How come C# can handle this obviously idiotic object promotion during run time?
Asked Answered
G

1

7

I like the C# language very much. I'm just playing around, and would never use the code below in production code. Obviously the compiler is fooled by the layout of the struct. But how come, that the string on the Super class can still be written and read in run-time? I would have expected some memory access violation. Inspecting the type during run time, it says it is of type Base, see the NoProblem() function execution. No Super class has been instantiated.

How is it able to function like this?

using System;
using System.Runtime.InteropServices;

namespace Fiddle
{
    class Program
    {
        static void Main(string[] args)
        {
            var b = new Base
            {
                IntOnBase = 1
            };
            var overlay = new Overlay();
            overlay.Base = b;
            var super = overlay.Super;
            var intValue = super.IntOnBase;
            super.StringOnSuper = "my test string";
            var stringValue = super.StringOnSuper;
            super.NoProblem();
            Expressions.Fiddle();
        }
    }

    [StructLayout(LayoutKind.Explicit)]
    public struct Overlay
    {
        [FieldOffset(0)]
        public Super Super;
        [FieldOffset(0)]
        public Base Base;
    }

    public class Super : Base
    {
        public string StringOnSuper { get; set; }

        public void NoProblem()
        {
            Console.WriteLine("You know, I am really a " + this.GetType().Name + " kind of class.");
        }
    }

    public class Base
    {
        public int IntOnBase { get; set; }
    }
}
Gissing answered 7/4, 2017 at 14:20 Comment(5)
Super is larger than Base and you would only get an issue if you tried to cast Super to BaseBr
What's the value of super.StringOnSuper before you assign it?

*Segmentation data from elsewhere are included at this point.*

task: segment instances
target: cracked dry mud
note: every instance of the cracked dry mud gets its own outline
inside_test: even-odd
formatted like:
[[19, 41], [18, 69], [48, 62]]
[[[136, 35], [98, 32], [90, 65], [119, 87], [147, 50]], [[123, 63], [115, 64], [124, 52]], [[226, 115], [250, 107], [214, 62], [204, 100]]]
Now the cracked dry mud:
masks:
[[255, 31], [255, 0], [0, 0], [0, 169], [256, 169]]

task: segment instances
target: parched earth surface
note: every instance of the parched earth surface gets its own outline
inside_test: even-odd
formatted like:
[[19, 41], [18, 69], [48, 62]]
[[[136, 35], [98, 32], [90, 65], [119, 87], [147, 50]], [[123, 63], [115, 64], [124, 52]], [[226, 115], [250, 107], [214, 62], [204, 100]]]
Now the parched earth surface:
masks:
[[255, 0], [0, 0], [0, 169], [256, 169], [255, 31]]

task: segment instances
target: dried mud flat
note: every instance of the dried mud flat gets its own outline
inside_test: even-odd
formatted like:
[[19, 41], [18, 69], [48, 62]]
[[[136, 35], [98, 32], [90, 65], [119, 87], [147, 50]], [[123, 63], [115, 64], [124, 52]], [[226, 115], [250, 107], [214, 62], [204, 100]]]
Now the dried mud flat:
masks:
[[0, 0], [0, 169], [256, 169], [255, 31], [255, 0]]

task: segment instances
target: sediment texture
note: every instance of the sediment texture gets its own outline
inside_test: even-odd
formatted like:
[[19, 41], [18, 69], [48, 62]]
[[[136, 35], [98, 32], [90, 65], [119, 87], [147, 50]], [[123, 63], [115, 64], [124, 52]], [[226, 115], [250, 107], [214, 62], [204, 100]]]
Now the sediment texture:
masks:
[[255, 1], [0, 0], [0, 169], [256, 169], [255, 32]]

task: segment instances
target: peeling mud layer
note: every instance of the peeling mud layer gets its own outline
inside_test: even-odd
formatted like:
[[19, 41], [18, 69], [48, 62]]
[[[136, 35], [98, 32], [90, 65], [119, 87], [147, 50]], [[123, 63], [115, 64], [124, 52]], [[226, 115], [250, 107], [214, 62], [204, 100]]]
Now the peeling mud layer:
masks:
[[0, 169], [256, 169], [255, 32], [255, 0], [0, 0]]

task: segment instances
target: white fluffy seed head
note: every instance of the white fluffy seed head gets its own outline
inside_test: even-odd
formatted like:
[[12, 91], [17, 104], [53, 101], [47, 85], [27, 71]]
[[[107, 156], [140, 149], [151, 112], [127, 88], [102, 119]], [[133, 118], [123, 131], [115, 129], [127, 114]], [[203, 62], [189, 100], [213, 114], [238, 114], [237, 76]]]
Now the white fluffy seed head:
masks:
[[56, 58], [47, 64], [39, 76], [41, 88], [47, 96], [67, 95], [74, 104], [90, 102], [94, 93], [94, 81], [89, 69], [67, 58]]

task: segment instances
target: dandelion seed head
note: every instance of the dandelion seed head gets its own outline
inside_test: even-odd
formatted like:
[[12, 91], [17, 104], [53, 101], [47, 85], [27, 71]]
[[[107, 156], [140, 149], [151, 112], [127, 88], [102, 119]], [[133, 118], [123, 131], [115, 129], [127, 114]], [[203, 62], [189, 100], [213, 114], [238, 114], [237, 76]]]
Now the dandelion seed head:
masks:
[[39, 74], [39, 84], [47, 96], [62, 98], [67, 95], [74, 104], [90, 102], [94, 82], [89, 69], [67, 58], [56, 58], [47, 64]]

I'd expect it to be uninitialized, since the constructor of Base does not know it.Godfrey
Seems similar to this question. Some people suggest that use of FieldOffset should be deemed unsafe.Worth
Also seen on this questionAcanthoid
It is just not a C# feature, the language spec does not once mention it. This is a capability exposed by the CLR. It has a very practical need, this declares a union, a type available in many other languages. But not C#, unions are fundamentally type-unsafe. Gets lots of use in for example the winapi, they could not have written the .NET Framework without it. Above pure, C# is also a very practical language that solves real programming problems. The real world is not pure.Frustrated
O
0

Well you told the CLR to lay out the memory in advance by using StructLayout (I should caveat this saying this is based on my learning today after experimenting and reading the other answers suggested)

You can tell here that the CLR is not actually instantiating anything. This will throw a NPE. And you can play around with the the constructor on super. It isn't getting invoked, and won't.

Basically you are directly accessing memory, and since string, int etc are all built in types you are safely interacting with them. This should probably require more "intention" by the user, and the other commented questions are all pointing to this requiring an unsafe declaration.

class Program
{
    static void Main(string[] args)
    {
        var b = new Base
        {
            IntOnBase = 1
        };
        var overlay = new Overlay();
        overlay.Base = b;
        var super = overlay.Super;
        var intValue = super.IntOnBase;
        super.StringOnSuper = 8;
        var stringValue = super.StringOnSuper;
        System.Diagnostics.Debug.WriteLine(stringValue);
        super.NoProblem();
    }
}

[StructLayout(LayoutKind.Explicit)]
public struct Overlay
{
    [FieldOffset(0)]
    public Super Super;
    [FieldOffset(0)]
    public Base Base;
}
public class NewClass
{
    public string cat { get; set; }
}
public class Super : Base
{
    private Super imNull;
    public Super()
    {
       // imNull = new Super();
        System.Diagnostics.Debug.WriteLine("well i get initialized...");
    }
    public int StringOnSuper { get; set; }

    public void NoProblem()
    {
        System.Diagnostics.Debug.Write("You know, I am really a " + this.GetType().Name + " kind of class. But my super is " + imNull.ToString() );
    }
}

public class Base
{
    public int IntOnBase { get; set; }
}
Outfight answered 7/4, 2017 at 15:16 Comment(0)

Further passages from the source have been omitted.